Lemury


Poprzedni weekend był u nas długim weekendem (wreszcie jakieś wolne bo oczywiście 1 i 3 maja zasuwałam do pracy). Zjechała do nas rodzina z Pennsylwani (dni wolnych jest tu mało, więc nikt za bardzo nas nie odwiedza bo nie ma kiedy), więc przygotowaliśmy długą listę atrakcji, w tym wizytę u lemurów.

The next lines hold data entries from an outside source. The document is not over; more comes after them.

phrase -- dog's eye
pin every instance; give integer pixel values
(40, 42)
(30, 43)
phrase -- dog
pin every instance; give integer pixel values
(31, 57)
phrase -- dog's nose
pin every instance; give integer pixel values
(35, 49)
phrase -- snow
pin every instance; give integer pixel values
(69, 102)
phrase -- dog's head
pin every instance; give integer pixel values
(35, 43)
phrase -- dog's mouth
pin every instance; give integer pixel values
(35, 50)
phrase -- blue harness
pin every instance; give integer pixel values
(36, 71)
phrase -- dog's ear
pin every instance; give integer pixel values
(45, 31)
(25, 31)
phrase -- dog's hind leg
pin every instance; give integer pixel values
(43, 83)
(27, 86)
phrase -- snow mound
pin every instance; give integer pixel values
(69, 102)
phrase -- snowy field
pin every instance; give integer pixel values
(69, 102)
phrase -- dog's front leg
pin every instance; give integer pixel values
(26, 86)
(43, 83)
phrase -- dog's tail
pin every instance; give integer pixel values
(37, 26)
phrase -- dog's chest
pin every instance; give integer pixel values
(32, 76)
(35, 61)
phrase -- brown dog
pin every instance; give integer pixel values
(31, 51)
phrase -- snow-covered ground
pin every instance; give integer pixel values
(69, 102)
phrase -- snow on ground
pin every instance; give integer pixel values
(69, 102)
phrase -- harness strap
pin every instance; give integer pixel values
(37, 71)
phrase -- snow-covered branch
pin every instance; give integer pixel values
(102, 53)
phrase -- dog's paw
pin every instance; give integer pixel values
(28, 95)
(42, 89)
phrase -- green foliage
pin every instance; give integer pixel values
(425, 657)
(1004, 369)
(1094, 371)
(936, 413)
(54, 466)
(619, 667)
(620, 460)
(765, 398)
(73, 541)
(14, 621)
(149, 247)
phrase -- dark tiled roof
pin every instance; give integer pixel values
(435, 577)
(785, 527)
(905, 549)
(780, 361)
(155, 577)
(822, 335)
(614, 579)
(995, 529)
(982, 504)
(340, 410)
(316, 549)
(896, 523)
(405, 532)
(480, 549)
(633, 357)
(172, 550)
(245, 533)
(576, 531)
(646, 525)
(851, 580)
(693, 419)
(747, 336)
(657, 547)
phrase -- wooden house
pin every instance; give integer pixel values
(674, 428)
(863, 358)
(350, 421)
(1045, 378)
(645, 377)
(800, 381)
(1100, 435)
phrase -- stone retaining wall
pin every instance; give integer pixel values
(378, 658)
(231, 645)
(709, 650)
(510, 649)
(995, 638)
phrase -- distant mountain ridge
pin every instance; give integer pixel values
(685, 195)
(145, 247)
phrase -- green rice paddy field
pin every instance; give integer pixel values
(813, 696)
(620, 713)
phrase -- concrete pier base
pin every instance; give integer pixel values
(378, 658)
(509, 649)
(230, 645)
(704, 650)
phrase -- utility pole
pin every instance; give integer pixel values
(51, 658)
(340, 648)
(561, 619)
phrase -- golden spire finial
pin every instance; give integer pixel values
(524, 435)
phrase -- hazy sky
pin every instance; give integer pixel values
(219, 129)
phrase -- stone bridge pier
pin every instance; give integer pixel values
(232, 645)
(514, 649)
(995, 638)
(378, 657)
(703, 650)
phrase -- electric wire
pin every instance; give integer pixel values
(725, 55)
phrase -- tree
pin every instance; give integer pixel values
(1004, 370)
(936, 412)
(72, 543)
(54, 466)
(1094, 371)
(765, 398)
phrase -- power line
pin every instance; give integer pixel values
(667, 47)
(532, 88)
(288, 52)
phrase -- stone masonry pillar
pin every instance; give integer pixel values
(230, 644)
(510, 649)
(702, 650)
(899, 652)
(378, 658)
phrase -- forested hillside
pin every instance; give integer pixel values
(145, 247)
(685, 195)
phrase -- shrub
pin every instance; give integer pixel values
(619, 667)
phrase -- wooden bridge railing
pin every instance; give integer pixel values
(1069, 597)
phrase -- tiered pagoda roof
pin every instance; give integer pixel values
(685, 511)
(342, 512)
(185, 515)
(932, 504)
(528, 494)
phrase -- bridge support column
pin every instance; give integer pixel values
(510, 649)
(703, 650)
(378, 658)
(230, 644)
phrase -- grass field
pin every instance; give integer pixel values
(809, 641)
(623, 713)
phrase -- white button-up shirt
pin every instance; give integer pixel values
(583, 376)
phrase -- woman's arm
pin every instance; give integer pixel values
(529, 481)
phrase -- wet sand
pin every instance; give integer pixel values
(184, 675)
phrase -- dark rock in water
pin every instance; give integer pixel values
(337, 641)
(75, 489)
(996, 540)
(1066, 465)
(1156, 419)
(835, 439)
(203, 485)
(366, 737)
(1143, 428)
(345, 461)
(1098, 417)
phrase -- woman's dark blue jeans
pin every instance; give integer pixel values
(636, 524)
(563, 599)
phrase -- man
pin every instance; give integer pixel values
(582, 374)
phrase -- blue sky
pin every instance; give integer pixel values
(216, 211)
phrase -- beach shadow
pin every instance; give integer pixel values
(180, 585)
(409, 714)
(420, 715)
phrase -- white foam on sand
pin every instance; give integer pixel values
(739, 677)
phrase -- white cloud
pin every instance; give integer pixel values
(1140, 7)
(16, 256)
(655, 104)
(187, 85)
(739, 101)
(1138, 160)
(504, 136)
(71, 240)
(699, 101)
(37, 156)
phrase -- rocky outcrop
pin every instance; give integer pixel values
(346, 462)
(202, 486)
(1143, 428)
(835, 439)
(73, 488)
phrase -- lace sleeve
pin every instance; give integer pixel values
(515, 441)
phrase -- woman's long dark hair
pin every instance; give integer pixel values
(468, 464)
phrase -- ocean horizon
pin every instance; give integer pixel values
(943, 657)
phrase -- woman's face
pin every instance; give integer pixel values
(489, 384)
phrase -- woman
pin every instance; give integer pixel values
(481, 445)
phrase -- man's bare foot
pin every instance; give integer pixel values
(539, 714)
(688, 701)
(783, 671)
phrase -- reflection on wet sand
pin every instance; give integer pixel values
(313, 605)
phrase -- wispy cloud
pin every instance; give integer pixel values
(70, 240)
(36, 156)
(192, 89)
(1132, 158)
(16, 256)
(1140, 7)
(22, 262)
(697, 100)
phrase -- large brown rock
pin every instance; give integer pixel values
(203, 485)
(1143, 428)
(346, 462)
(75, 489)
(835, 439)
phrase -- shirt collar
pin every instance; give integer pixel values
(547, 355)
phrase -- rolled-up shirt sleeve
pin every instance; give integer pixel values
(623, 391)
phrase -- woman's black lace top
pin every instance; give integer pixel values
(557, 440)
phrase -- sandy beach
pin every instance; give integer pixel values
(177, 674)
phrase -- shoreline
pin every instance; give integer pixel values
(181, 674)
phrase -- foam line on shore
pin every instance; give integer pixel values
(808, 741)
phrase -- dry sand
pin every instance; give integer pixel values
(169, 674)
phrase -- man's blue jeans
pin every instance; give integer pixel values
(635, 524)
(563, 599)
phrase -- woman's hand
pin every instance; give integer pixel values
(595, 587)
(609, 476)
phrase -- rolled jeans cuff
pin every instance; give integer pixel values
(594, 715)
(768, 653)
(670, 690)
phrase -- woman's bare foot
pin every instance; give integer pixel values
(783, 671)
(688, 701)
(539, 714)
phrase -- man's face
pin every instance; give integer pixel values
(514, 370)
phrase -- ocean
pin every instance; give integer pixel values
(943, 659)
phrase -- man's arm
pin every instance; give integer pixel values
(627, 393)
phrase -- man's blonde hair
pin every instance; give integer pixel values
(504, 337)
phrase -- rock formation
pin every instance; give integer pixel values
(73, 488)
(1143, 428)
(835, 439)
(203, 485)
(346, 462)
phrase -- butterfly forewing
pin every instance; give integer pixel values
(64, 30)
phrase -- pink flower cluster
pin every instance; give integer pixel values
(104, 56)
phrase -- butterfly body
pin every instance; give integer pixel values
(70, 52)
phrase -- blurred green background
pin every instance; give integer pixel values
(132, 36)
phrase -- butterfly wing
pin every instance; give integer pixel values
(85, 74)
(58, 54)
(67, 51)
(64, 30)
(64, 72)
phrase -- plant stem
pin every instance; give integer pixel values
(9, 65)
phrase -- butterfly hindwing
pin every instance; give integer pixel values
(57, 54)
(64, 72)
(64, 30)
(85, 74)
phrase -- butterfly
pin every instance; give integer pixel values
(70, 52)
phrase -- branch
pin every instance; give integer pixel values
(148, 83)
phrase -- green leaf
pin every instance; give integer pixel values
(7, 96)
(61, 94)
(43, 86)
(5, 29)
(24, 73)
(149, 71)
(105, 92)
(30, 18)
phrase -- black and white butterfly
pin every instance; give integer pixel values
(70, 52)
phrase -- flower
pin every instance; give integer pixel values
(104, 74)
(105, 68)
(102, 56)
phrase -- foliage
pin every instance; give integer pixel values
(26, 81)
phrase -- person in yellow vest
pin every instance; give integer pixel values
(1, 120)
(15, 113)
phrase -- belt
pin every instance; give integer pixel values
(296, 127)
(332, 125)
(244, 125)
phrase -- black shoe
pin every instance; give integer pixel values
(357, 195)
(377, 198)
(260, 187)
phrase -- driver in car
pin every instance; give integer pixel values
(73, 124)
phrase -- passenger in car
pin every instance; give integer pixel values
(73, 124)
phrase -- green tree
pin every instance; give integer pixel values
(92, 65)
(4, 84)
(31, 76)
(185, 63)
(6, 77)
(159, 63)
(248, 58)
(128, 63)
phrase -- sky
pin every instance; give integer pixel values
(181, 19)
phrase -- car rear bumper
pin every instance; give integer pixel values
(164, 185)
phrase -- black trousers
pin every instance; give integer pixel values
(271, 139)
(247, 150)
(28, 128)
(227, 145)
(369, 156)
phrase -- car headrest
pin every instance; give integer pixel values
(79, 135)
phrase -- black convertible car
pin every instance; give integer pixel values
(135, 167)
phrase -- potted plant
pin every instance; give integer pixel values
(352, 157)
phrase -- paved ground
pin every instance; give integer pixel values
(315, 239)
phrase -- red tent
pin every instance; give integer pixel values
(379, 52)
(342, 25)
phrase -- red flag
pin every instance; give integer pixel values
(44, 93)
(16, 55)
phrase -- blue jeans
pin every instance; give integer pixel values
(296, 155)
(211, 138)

Mamy bowiem u nas Lemur Center, które jest największą populacją lemurów poza Madagaskarem. A przynajmniej tak nam powiedziano, wierzę na słowo. Zazwyczaj trzeba zapisać się w kolejkę i na bilet czeka się tygodniami, ale ze względu na długi weekend postanowili zrobić Open House, czyli takie swobodne zwiedzanie bez przewodnika.
Te regularne wejścia mogą być normalne, czyli idę i oglądam lemury, można też wybrać fantazyjną i mało przystępną cenowo opcję jak Maluj z lemurami (tak one malują obrazy, przykłady na zdjęciach poniżej) czy Zostań opiekunem lemura na jeden dzień (tak, zbierasz kupy lemurów i jeszcze musisz za to zapłacić, koszt to ok. 1300zł plus podatek). Można też lemura "adoptować", czyli wpłacić trochę kasy i Twoje imię będzie wisiało na jego klatce 😎


Nasz ośrodek jest częściowo naukowy, badają jak się u tych lemurów rozwija Alzheimer, więc robią im skany mózgów co jakiś czas i przeprowadzają też inne badania, zależy co się akurat napatoczy.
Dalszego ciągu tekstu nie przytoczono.